Maybe I should be grateful for the separation, considering how awful the Opera's new website it. It used to be you'd open the site and right there on the left was a handy list of the season's operas, each clickable so you could check out cast, production, performance dates, tickets . . . now you open it and some random person who looks dressed for New Year's Eve (by the way, SF Opera: that's not going to help you attract the rest of us slobs) is grinning at me while a slogan assures me that some unspecified "it" is the perfect evening out. I don't care! For the love of God, where is the calendar?

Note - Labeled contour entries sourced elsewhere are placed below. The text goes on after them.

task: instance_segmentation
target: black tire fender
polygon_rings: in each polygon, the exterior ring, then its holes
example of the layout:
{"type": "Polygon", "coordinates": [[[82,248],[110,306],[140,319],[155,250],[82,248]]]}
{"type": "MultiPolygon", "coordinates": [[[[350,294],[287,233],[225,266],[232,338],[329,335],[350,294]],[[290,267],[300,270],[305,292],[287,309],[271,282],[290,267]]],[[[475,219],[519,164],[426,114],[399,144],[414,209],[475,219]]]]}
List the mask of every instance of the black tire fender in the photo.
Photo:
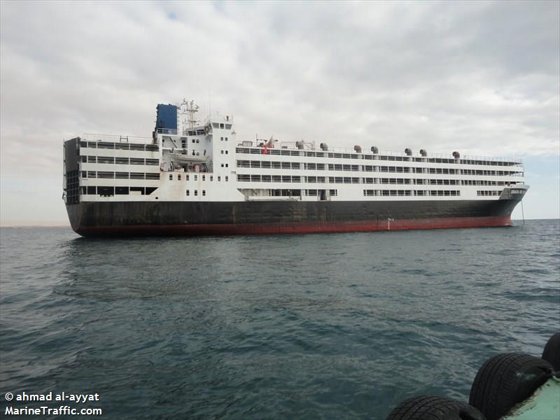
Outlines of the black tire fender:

And not just "what's on" that week: where is the month-by-month season calendar?
There is some information on the Opera site about the Wilsey Center, and you can find it here, though you may need to dig around a bit to get performance dates (though I will tell you the Winterreise is 11 - 13 March 2016). In the meantime, for tickets you can call the Opera box office at 415-864-3330.
1 comment:
There's definitely a few idiots in charge of marketing and outreach at the SF Opera. And with the Wilsey 299-seat space, going for the Soundbox "you've got to know about this to get a ticket" is not a bad strategy, but I want to see the space used well and creatively and not in a canned, elitist way.